The title, "Buffaloes & Beatniks," comes from the nicknames of the offensive and defensive units. Most high school players at that time played both defense and offense, but Waycross had enough talent to platoon. The team had scored 476 points to its opponents' 52. Gainesville was no slouch, having scored 292 to its opponents' 41.

But the Red Elephants' young team was supposed to be rebuilding after losing such stars as Billy Lothridge and Billy Martin the previous year. GHS Coach Graham Hixon won Coach of the Year honors even before the state finals.

Waycross had never even won a region championship. The Red Elephants hadn't been in the state finals for 13 years and had never won it all. In two previous meetings, Gainesville beat Waycross 20-0 in 1946 and 44-0 in 1947.

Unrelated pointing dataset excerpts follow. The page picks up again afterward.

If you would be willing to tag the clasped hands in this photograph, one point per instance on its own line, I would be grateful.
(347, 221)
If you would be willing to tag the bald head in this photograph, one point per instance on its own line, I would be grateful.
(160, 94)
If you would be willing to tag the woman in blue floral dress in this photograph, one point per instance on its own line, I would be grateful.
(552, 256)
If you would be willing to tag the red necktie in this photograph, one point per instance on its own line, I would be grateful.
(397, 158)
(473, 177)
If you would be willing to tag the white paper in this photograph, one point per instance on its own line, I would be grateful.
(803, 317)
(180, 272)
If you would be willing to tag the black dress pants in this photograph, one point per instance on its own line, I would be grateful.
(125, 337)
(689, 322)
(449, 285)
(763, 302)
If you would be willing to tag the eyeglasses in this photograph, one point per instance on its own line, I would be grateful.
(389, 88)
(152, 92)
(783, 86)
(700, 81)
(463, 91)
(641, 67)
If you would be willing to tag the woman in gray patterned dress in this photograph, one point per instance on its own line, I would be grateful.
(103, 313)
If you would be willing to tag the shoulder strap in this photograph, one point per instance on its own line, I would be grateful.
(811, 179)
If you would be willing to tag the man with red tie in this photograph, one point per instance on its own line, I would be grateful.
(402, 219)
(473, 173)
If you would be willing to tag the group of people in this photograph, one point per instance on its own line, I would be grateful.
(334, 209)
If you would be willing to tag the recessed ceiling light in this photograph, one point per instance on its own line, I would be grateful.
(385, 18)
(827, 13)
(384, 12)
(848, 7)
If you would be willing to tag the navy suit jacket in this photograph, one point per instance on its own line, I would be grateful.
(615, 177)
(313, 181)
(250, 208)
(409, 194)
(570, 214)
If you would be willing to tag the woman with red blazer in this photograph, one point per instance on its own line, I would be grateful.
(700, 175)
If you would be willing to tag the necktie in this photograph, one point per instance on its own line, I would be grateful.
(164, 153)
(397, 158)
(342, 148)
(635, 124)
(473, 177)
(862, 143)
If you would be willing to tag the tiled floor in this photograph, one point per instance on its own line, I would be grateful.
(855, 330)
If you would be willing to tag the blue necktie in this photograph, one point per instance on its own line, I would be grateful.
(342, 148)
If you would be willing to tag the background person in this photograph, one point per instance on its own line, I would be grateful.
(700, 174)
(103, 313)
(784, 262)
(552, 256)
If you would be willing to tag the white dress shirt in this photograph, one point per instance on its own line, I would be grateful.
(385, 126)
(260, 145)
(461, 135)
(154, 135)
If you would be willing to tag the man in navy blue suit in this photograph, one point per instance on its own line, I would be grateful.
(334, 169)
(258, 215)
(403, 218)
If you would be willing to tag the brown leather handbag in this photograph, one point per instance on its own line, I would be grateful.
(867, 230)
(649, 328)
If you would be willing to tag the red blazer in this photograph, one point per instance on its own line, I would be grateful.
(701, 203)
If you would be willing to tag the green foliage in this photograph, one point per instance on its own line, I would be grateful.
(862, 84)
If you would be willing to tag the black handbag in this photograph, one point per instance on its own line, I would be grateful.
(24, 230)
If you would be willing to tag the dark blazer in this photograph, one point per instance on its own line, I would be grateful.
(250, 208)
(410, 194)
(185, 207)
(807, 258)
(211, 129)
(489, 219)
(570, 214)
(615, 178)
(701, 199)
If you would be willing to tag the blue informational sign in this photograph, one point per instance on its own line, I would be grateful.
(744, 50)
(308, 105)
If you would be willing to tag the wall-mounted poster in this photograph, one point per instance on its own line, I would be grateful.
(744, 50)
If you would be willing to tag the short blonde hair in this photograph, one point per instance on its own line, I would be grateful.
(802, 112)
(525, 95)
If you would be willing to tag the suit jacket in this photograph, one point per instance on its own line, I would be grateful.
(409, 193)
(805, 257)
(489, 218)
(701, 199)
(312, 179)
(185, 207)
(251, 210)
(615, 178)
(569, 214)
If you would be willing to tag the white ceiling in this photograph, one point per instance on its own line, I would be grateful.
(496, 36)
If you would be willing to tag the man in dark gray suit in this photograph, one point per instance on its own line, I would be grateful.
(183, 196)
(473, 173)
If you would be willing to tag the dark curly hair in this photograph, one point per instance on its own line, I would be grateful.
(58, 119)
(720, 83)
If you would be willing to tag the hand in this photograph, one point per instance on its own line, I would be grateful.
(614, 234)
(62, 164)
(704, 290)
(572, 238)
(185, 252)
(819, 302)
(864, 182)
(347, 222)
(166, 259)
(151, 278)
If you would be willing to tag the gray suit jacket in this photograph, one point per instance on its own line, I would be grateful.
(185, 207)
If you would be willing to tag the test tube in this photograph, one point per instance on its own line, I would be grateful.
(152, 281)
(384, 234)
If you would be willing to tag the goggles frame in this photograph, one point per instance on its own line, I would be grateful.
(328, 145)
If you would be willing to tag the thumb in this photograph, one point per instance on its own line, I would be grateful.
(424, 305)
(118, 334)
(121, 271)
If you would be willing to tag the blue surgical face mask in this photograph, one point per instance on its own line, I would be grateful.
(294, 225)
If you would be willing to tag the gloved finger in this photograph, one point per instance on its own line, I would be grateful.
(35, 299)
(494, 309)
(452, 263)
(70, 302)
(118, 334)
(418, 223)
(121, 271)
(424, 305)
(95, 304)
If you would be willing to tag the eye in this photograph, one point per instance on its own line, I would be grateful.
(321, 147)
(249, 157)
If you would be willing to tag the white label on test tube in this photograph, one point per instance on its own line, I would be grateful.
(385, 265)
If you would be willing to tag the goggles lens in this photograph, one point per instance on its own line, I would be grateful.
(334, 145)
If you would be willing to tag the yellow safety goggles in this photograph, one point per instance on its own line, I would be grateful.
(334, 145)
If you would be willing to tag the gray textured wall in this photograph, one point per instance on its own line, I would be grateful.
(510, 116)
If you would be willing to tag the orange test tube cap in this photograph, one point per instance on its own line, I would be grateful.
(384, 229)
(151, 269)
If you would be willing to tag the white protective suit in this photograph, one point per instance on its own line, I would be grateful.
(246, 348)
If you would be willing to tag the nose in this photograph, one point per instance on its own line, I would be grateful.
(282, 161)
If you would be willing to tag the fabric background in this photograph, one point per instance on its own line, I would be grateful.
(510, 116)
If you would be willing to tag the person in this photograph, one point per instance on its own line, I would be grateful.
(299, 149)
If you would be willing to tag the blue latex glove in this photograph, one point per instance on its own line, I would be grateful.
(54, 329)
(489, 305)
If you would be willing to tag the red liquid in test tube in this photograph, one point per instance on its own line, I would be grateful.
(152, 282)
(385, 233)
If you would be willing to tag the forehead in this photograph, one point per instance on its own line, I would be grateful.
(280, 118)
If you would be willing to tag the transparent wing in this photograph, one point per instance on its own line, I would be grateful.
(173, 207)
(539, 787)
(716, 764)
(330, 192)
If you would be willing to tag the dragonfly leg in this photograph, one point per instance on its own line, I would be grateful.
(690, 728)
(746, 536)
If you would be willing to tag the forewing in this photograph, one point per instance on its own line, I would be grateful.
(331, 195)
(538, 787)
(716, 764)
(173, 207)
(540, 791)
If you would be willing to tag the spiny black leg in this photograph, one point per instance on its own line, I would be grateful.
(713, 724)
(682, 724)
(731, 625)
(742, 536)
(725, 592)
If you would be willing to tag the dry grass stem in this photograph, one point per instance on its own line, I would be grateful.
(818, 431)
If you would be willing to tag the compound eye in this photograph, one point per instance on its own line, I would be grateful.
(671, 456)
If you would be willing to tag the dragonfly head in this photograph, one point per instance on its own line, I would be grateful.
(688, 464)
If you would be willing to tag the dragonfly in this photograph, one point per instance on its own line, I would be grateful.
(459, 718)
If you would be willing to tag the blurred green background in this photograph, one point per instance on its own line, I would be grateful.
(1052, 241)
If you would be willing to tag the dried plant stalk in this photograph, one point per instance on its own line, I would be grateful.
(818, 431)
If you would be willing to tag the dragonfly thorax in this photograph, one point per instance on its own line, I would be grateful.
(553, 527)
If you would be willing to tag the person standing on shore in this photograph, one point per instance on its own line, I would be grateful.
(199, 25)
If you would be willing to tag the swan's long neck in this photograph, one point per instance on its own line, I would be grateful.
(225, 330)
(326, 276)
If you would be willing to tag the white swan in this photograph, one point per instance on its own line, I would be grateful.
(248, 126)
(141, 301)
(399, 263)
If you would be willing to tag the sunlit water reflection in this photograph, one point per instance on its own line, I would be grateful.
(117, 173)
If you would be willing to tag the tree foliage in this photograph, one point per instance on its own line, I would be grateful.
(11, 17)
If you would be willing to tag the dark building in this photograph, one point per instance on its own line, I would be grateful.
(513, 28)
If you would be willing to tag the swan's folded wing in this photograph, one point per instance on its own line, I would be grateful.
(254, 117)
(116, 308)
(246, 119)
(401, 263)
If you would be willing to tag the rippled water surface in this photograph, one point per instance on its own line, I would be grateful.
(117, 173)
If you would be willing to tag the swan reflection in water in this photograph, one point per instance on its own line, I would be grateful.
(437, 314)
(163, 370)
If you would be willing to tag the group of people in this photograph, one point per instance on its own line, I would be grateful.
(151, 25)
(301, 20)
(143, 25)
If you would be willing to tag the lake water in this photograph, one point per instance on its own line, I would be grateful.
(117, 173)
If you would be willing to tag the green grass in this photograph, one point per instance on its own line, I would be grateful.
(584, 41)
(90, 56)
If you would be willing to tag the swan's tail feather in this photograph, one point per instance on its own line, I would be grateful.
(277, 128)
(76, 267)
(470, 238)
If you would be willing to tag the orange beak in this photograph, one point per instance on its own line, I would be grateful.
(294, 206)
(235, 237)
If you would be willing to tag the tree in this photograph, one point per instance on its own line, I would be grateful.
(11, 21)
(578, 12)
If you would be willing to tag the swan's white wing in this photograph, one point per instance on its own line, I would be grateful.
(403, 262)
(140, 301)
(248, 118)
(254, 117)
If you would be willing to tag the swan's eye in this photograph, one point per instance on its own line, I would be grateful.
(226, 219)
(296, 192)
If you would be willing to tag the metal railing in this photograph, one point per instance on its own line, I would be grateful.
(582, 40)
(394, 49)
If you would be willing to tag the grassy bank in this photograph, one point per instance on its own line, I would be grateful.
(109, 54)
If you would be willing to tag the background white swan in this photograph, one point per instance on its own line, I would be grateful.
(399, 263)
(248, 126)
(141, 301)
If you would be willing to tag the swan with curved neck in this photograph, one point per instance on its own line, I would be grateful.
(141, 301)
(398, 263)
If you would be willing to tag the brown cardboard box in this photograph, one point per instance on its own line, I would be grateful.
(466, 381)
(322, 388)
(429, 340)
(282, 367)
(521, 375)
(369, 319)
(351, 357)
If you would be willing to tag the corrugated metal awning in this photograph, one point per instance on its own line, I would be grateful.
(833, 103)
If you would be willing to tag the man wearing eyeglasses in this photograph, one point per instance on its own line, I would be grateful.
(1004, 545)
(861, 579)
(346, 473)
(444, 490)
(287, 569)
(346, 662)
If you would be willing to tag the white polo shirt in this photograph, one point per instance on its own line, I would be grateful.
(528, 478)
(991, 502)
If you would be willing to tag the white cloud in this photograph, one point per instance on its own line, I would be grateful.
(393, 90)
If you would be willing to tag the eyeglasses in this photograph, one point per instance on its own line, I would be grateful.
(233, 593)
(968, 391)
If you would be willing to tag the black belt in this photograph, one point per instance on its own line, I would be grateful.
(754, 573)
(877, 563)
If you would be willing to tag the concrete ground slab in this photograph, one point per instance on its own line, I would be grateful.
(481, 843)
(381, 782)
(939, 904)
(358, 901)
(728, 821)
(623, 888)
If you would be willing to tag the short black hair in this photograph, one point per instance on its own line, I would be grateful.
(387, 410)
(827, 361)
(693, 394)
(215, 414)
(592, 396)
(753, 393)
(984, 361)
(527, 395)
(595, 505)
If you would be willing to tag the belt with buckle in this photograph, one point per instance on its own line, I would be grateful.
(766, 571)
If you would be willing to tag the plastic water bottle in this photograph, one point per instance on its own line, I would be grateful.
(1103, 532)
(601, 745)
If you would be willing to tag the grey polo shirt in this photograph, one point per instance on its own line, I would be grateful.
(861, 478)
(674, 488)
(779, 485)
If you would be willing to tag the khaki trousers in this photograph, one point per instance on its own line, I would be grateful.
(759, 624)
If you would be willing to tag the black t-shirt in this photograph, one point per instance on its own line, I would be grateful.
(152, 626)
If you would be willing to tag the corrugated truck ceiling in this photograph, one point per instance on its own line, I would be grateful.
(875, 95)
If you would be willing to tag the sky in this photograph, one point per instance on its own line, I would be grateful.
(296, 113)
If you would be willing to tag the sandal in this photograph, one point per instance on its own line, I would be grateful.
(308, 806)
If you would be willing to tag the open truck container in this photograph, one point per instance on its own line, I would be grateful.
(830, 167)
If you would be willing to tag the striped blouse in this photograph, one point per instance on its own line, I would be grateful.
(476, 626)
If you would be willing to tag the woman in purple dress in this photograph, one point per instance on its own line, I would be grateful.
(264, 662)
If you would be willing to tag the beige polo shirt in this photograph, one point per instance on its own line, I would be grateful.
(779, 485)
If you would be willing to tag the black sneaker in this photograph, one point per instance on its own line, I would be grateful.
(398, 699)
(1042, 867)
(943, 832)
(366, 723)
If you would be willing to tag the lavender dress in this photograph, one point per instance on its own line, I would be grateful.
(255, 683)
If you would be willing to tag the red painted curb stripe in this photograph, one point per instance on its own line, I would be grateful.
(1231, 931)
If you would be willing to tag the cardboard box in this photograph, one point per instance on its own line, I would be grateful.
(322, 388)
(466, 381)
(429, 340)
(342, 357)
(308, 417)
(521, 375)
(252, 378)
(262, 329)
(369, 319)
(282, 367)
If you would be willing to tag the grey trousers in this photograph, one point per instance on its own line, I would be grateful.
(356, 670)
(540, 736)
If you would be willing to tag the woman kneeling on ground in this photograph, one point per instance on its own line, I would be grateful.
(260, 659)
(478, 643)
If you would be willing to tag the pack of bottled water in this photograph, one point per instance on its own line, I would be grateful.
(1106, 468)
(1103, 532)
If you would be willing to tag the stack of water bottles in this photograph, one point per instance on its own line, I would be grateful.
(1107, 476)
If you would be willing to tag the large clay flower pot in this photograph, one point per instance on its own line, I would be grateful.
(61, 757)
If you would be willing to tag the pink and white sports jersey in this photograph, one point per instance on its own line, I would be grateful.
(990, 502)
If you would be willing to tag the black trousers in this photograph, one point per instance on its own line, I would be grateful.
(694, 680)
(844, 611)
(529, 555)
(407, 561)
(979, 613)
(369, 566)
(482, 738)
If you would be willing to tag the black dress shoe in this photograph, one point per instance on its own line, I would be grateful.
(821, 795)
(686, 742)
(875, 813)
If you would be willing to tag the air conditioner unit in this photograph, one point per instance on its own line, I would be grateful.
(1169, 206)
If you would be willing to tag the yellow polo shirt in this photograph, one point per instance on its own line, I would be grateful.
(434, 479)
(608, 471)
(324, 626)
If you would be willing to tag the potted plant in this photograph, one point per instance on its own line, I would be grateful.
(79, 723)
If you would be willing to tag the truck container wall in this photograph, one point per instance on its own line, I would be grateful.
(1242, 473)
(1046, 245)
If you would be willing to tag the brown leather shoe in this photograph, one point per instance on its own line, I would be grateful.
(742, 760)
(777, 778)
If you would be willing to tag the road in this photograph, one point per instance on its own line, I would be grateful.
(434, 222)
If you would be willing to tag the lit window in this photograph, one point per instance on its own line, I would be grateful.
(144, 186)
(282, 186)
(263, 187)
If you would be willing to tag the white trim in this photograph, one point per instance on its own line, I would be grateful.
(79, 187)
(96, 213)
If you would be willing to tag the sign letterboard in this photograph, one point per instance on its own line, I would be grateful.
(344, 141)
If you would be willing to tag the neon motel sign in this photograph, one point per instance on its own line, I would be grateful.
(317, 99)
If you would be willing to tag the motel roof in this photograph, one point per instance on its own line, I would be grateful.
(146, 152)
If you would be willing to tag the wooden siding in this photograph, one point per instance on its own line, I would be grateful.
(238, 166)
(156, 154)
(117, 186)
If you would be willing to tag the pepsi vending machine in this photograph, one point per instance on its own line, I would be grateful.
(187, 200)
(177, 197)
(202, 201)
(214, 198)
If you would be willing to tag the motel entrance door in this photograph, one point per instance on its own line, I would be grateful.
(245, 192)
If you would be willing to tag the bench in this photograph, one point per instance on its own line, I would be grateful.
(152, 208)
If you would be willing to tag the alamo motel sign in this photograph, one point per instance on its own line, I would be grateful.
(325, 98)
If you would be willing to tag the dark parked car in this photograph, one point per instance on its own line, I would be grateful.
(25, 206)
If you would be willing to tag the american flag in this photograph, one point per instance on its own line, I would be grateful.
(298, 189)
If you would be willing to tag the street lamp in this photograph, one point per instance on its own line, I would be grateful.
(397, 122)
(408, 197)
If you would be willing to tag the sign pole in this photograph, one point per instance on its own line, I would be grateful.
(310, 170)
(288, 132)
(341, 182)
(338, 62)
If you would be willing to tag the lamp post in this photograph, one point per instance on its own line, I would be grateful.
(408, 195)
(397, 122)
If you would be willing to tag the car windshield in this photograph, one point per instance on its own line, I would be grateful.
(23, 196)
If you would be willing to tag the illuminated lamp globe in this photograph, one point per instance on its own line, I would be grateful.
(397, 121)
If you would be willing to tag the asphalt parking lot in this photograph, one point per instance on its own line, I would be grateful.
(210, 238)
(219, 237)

GHS had barely scraped by Rossville 12-0 in the 1960 playoffs to earn the North Georgia AA championship. Royce Anderson, who played both ways, had intercepted a Rossville pitchout on his 3-yard line and ran 97 yards for a fourth-quarter touchdown to win the game.

The Red Elephants had lost to AAA Athens 7-6 and tied AAA Smyrna 0-0 in the regular season, winning the rest of their games fairly handily behind quarterback Preston Ridlehuber and what some called the best defense in the state.

Waycross should have been road-weary after two previous playoff games in Bainbridge and Atlanta. Gainesville was even farther, and the weather would be colder. McQuaig wrote that it was 9 degrees that Friday night in City Park. Because Gainesville wore red home jerseys, his team had to fall back on white short-sleeved jerseys. During the game, some fans bought long-sleeved sweat shirts for players to wear under their jerseys.

None of that mattered, however, as the hot Bulldogs scored quickly and led 29-0 at halftime.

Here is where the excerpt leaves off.